According to data made available by the Centers for Disease Control and Prevention (CDC), 5.7 percent of children in the United States displayed signs of a food allergy in the past year.

Moreover, a report published earlier this year in The Journal of Allergy and Clinical Immunology stated that almost 4 percent of U.S. adults are diagnosed with food allergies or intolerances.

But at what time in life are allergies most likely to develop? Many studies so far have focused on aspects determining the development of allergies in childhood, such as environmental factors and breast-feeding. Yet are allergies — especially food allergies — primarily relegated to the childhood years?

A new study led by Dr. Ruchi Gupta, director of Science and Outcomes of Allergy and Asthma Research at Northwestern University Feinberg School of Medicine and Ann and Robert H. Lurie Children’s Hospital of Chicago — both in Chicago, IL — suggests that almost half of U.S. adults with food allergies developed their condition in adulthood.

The team’s findings were presented yesterday at the American College of Allergy, Asthma and Immunology Annual Scientific Meeting, held in Boston, MA.

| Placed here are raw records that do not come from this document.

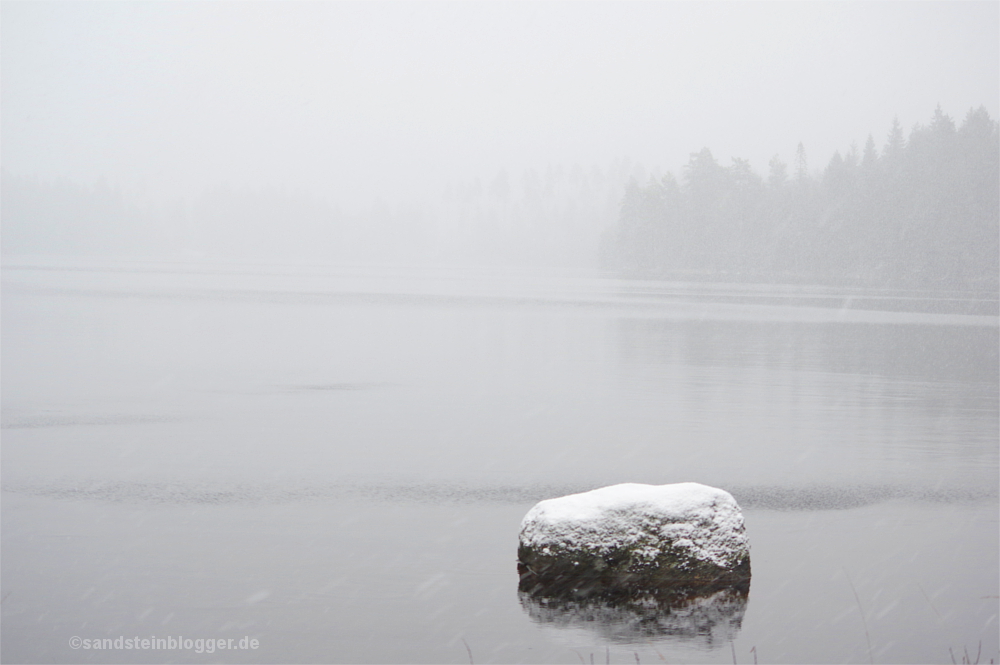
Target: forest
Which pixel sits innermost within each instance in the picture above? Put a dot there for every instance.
(921, 212)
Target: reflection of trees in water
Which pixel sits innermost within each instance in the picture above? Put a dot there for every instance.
(711, 616)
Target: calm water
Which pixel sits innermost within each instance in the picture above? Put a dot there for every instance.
(336, 462)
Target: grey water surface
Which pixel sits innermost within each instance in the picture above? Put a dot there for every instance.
(335, 462)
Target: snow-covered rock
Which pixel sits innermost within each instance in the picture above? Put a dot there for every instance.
(631, 536)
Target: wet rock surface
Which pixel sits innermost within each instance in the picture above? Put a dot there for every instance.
(626, 539)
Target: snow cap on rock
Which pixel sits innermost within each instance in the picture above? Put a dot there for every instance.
(701, 524)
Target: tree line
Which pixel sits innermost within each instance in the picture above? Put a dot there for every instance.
(922, 211)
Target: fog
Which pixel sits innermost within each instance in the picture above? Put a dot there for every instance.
(430, 131)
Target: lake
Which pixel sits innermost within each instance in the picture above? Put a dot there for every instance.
(334, 461)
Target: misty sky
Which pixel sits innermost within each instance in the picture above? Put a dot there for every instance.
(348, 101)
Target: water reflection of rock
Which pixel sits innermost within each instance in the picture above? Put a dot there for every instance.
(708, 616)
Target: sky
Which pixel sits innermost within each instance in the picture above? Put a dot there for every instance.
(352, 102)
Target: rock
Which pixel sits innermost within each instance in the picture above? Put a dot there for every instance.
(712, 617)
(632, 538)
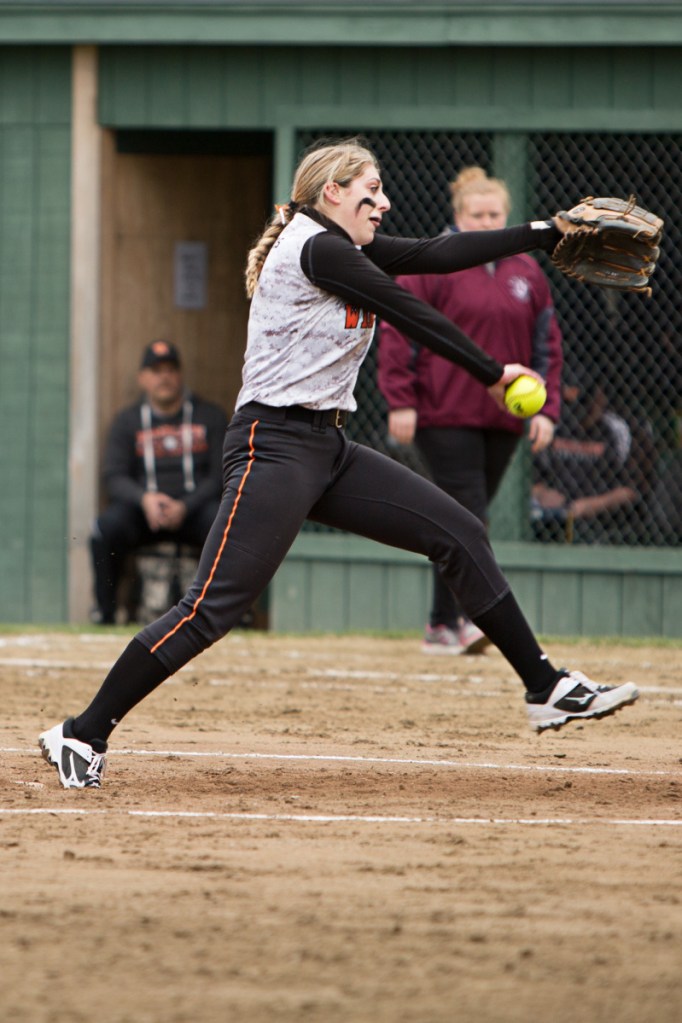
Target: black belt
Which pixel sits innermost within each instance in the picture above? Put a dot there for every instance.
(318, 418)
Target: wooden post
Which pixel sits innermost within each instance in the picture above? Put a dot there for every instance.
(85, 261)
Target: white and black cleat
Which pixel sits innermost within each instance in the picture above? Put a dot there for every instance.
(576, 697)
(79, 764)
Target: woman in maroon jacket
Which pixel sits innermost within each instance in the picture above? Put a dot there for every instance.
(465, 439)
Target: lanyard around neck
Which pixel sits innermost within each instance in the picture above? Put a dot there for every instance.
(148, 447)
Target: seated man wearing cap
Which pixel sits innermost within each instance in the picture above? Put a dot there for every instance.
(162, 470)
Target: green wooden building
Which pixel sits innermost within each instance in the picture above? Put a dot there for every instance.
(127, 129)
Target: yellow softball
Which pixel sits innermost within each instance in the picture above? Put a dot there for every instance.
(525, 396)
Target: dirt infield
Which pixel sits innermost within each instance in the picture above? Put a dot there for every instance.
(341, 830)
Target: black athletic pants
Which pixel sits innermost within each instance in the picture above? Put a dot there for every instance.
(469, 465)
(279, 471)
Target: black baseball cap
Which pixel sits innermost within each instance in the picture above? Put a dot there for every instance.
(160, 351)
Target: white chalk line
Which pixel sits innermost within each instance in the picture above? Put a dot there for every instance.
(338, 674)
(343, 817)
(400, 761)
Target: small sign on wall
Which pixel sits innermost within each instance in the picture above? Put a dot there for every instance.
(189, 271)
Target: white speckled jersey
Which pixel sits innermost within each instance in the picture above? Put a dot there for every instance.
(305, 345)
(318, 297)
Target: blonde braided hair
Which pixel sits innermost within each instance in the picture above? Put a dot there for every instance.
(331, 161)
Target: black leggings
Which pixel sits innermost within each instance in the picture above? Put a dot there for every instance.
(277, 474)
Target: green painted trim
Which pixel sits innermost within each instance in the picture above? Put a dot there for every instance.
(284, 161)
(355, 25)
(487, 117)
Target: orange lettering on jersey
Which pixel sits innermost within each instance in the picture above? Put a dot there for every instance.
(352, 317)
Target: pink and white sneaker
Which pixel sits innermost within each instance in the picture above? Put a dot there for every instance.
(441, 639)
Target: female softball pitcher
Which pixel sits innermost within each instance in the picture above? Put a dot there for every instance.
(318, 276)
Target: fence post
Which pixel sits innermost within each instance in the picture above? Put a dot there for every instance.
(509, 513)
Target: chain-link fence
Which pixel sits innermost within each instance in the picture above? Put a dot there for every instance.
(620, 442)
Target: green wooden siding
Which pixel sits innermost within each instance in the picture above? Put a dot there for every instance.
(402, 23)
(512, 88)
(35, 159)
(342, 583)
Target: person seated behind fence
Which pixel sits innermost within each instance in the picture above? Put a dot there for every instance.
(162, 472)
(592, 484)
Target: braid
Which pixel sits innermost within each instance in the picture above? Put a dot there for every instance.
(339, 162)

In their study, Dr. Gupta and colleagues considered a representative sample of 53,575 U.S. adults.

Their research revealed that, among adults diagnosed with a food allergy, as many as 45 percent became allergic in adulthood and did not exhibit the same symptoms as children.

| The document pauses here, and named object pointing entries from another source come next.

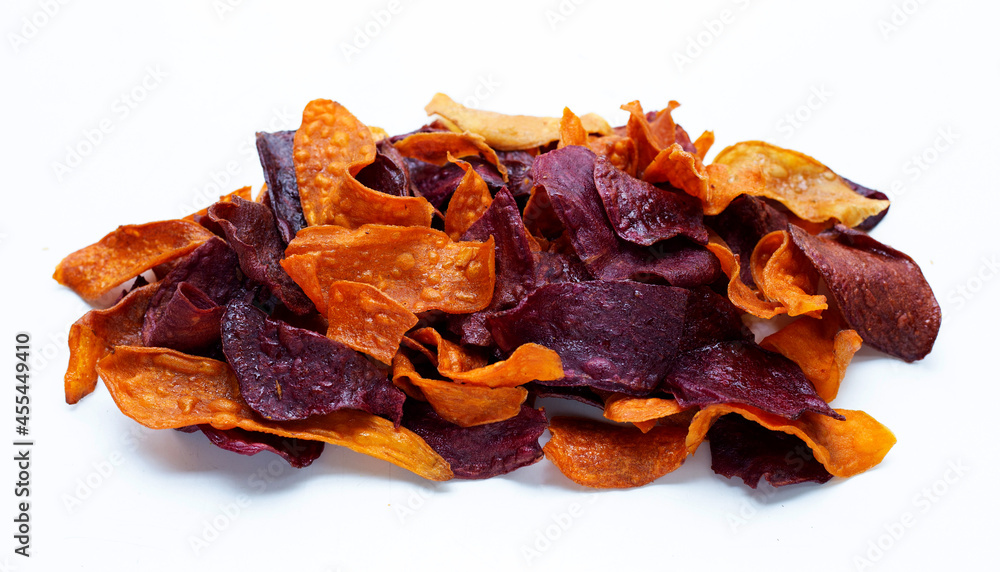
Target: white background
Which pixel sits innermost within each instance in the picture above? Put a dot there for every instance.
(897, 80)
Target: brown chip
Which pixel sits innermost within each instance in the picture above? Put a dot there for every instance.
(126, 253)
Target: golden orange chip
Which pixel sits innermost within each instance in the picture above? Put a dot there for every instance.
(845, 448)
(436, 147)
(508, 132)
(330, 148)
(606, 456)
(822, 348)
(807, 187)
(421, 268)
(362, 317)
(785, 275)
(97, 333)
(166, 389)
(126, 253)
(468, 203)
(571, 131)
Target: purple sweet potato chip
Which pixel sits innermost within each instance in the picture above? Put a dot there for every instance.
(275, 152)
(298, 452)
(741, 372)
(744, 449)
(251, 232)
(881, 292)
(643, 214)
(482, 451)
(567, 176)
(388, 173)
(615, 336)
(290, 373)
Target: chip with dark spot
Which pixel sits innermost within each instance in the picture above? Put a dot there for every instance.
(881, 292)
(482, 451)
(289, 373)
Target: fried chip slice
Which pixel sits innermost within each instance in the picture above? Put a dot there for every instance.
(420, 268)
(469, 202)
(361, 317)
(508, 132)
(823, 348)
(606, 456)
(166, 389)
(846, 448)
(785, 275)
(330, 148)
(125, 253)
(807, 187)
(95, 335)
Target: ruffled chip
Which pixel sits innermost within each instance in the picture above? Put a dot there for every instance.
(606, 456)
(97, 333)
(508, 132)
(881, 292)
(125, 253)
(331, 147)
(166, 389)
(845, 448)
(420, 268)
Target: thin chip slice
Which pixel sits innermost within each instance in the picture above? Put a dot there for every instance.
(508, 132)
(362, 317)
(126, 253)
(420, 268)
(166, 389)
(846, 448)
(606, 456)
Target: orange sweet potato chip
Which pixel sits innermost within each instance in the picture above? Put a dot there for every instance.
(362, 317)
(822, 348)
(468, 203)
(807, 187)
(846, 448)
(606, 456)
(97, 333)
(420, 268)
(125, 253)
(785, 275)
(330, 148)
(166, 389)
(508, 132)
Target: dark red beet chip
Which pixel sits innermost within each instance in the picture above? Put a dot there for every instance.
(298, 452)
(881, 292)
(290, 373)
(643, 214)
(615, 336)
(743, 373)
(482, 451)
(276, 158)
(744, 449)
(251, 232)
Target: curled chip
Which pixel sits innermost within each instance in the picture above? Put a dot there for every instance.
(606, 456)
(126, 253)
(420, 268)
(165, 389)
(508, 132)
(331, 147)
(845, 448)
(882, 292)
(362, 317)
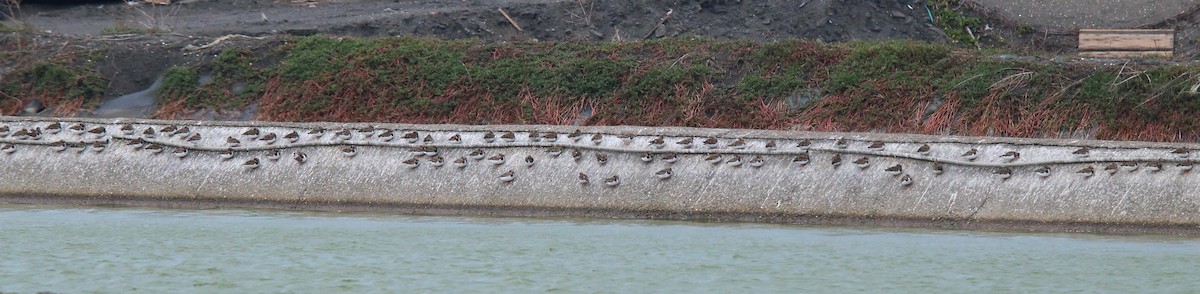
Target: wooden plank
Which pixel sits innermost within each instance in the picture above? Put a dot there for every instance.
(1126, 40)
(1127, 54)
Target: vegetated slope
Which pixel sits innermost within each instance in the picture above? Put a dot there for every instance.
(877, 87)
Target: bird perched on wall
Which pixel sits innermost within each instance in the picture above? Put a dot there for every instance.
(664, 174)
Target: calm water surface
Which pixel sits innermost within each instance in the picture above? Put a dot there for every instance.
(90, 250)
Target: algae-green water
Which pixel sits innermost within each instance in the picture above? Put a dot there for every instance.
(127, 250)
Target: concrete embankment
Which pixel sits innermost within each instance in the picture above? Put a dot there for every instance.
(744, 175)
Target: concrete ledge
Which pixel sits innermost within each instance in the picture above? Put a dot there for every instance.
(1151, 190)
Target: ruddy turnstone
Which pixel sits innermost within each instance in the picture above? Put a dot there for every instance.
(496, 160)
(226, 155)
(738, 144)
(863, 162)
(894, 169)
(1081, 153)
(664, 174)
(388, 136)
(971, 155)
(269, 138)
(250, 165)
(274, 155)
(1042, 172)
(292, 137)
(252, 133)
(179, 153)
(612, 181)
(713, 159)
(54, 127)
(1128, 166)
(555, 151)
(923, 149)
(736, 161)
(658, 143)
(412, 162)
(1086, 172)
(477, 155)
(1005, 173)
(575, 136)
(670, 157)
(876, 145)
(1011, 156)
(802, 159)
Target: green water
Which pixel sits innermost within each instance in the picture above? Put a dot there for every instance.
(97, 250)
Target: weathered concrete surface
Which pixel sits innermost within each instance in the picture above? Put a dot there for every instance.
(969, 193)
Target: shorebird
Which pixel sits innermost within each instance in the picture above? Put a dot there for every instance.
(658, 143)
(685, 143)
(300, 157)
(612, 181)
(971, 155)
(412, 162)
(876, 145)
(496, 160)
(179, 153)
(226, 155)
(738, 144)
(923, 149)
(1081, 153)
(736, 161)
(54, 127)
(894, 169)
(293, 137)
(274, 155)
(1086, 172)
(412, 137)
(1011, 156)
(713, 159)
(477, 155)
(670, 157)
(664, 174)
(863, 162)
(250, 165)
(555, 151)
(1005, 173)
(802, 159)
(1042, 172)
(252, 133)
(757, 161)
(575, 136)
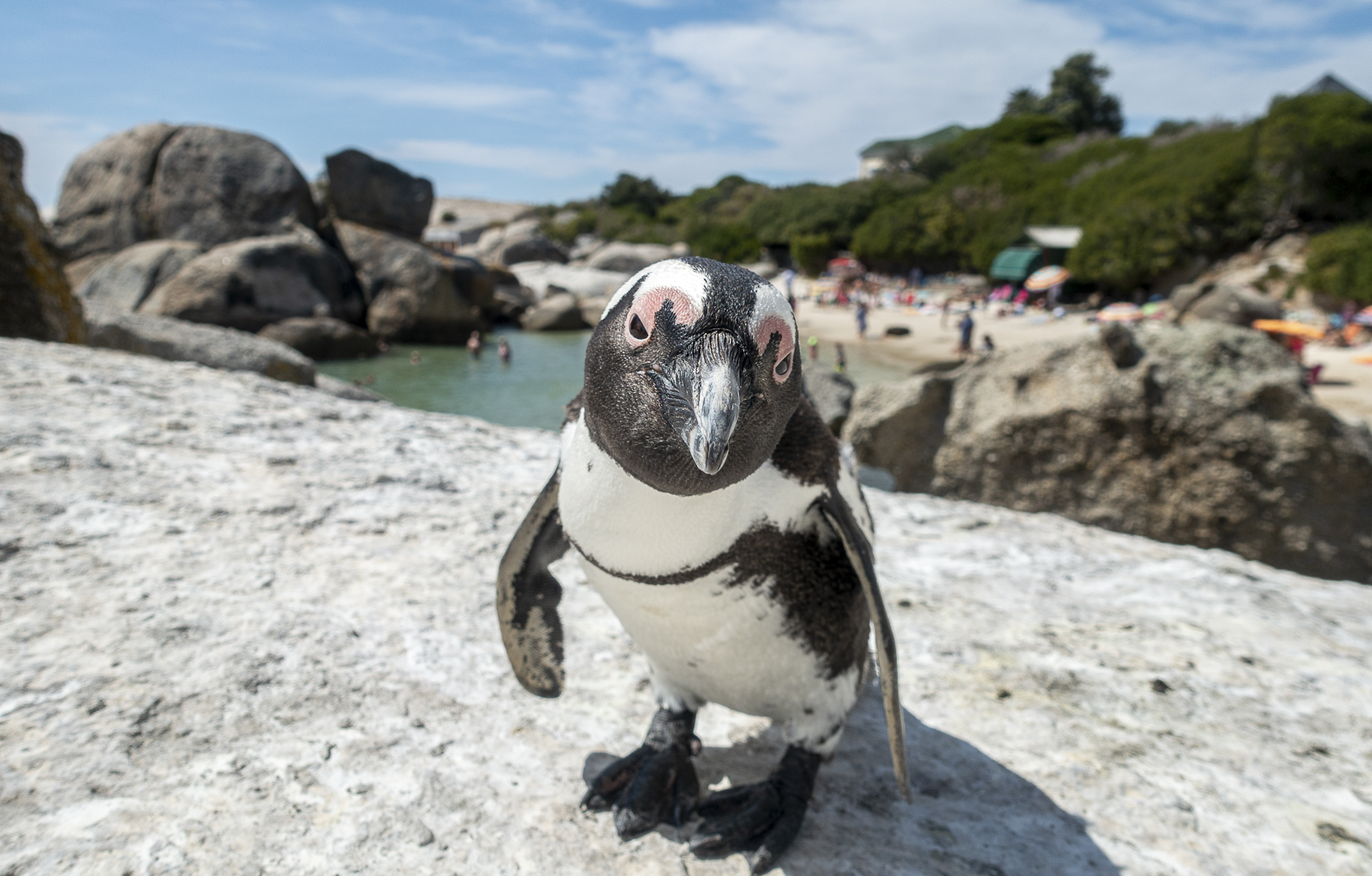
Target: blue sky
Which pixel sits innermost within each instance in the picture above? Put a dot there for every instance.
(545, 100)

Food allergies are often seen as a condition that begins in childhood, so the idea that 45 percent of adults with food allergies develop them in adulthood is surprising.”

Dr. Ruchi Gupta

Another finding indicated that, worryingly, food allergy trends appear to be on the rise across the board. “We also saw that, as with children, the incidence of food allergies in adults is rising across all ethnic groups,” says Dr. Gupta.

Dr. Gupta also points out that the most common type of food allergy seen in adults is to shellfish, which makes up 3.6 percent of cases. This means that the prevalence of shellfish allergy has increased steeply from 2004, when a 2 percent prevalence rate was reported.

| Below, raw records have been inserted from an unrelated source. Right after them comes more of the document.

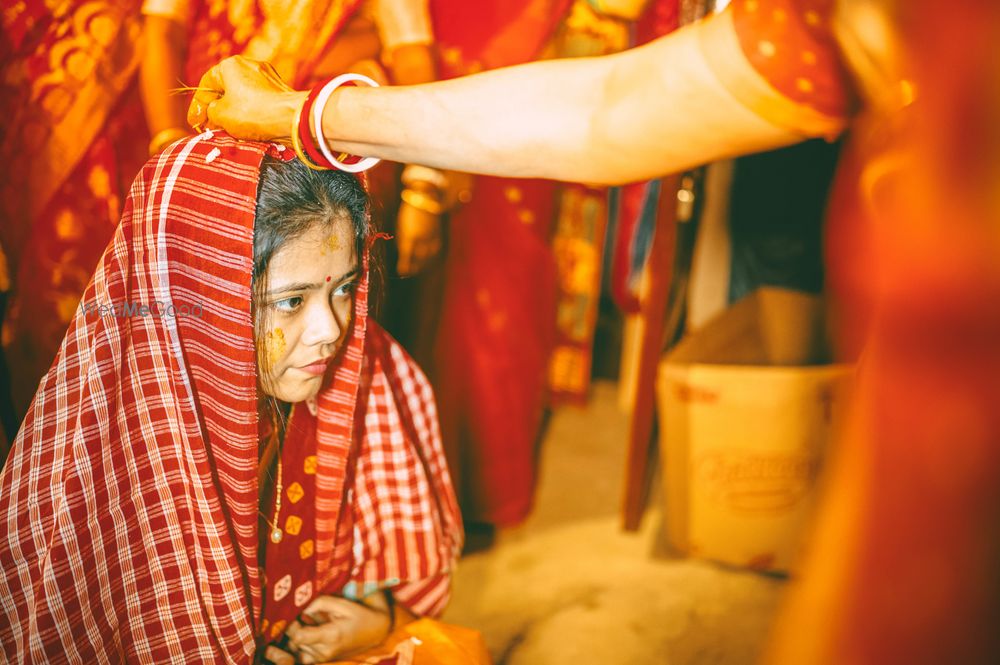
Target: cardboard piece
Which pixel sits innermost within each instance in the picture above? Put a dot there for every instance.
(747, 407)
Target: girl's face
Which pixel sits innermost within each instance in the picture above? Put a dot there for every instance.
(307, 310)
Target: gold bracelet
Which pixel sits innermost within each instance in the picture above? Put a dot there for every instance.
(422, 201)
(165, 137)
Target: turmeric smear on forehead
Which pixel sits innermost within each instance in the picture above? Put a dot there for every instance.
(274, 346)
(331, 244)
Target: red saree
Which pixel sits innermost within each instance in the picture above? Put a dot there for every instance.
(129, 502)
(904, 567)
(72, 140)
(497, 326)
(523, 267)
(75, 109)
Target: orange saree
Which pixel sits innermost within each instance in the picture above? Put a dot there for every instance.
(903, 567)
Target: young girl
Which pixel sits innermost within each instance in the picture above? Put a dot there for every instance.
(228, 461)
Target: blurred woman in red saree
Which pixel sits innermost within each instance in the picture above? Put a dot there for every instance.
(522, 273)
(73, 138)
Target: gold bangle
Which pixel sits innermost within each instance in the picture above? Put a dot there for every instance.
(422, 201)
(297, 145)
(165, 137)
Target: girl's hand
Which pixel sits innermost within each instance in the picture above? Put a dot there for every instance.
(246, 98)
(341, 627)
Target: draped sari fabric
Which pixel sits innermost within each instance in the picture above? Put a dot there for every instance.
(129, 504)
(71, 95)
(523, 267)
(904, 567)
(73, 138)
(497, 326)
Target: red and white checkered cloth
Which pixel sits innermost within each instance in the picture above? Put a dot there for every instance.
(129, 501)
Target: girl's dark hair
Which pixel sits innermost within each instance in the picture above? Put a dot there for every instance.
(291, 200)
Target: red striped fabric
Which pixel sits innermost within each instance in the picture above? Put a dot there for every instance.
(129, 501)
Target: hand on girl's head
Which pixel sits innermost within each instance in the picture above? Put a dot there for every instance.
(343, 626)
(307, 309)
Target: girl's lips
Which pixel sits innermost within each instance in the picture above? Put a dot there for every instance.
(316, 368)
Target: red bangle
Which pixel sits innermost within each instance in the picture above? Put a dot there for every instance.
(306, 139)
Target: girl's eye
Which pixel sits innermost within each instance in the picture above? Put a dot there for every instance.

As for tree nuts — another widely reported allergy — the researchers found that its prevalence has also increased. Now, 1.8 percent of people with a food allergy report reactions to tree nuts, in contrast with a 2008 study that indicated that “peanut allergy, [tree nut] allergy, or both was reported by 1.4 [percent] of subjects.”

Also, different ethnic groups are more vulnerable to allergy onset in adulthood, the researchers noted.

Specifically, black, Hispanic, and Asian individuals are more likely to develop food allergies in adulthood than the white population.

“Our research also found that, among black, Asian, and Hispanic adults, the risk of developing a food allergy to certain foods is higher than for whites, specifically for shellfish and peanuts,” observes study co-author Christopher Warren, a doctoral student.

“For example,” he adds, “Asian adults were 2.1 times more likely to report a shellfish allergy than white adults, and Hispanic adults reported a peanut allergy at 2.3 times the frequency of white adults.”

Warren also stresses the importance of monitoring any suspicious reactions to food at any age, and promptly reporting them to your doctor.

He urges that “[b]ecause many adults believe food allergies mostly affect children, they may not think to get tested. It is important to see an allergist for testing and diagnosis if you are having a reaction to a food and suspect a food allergy.”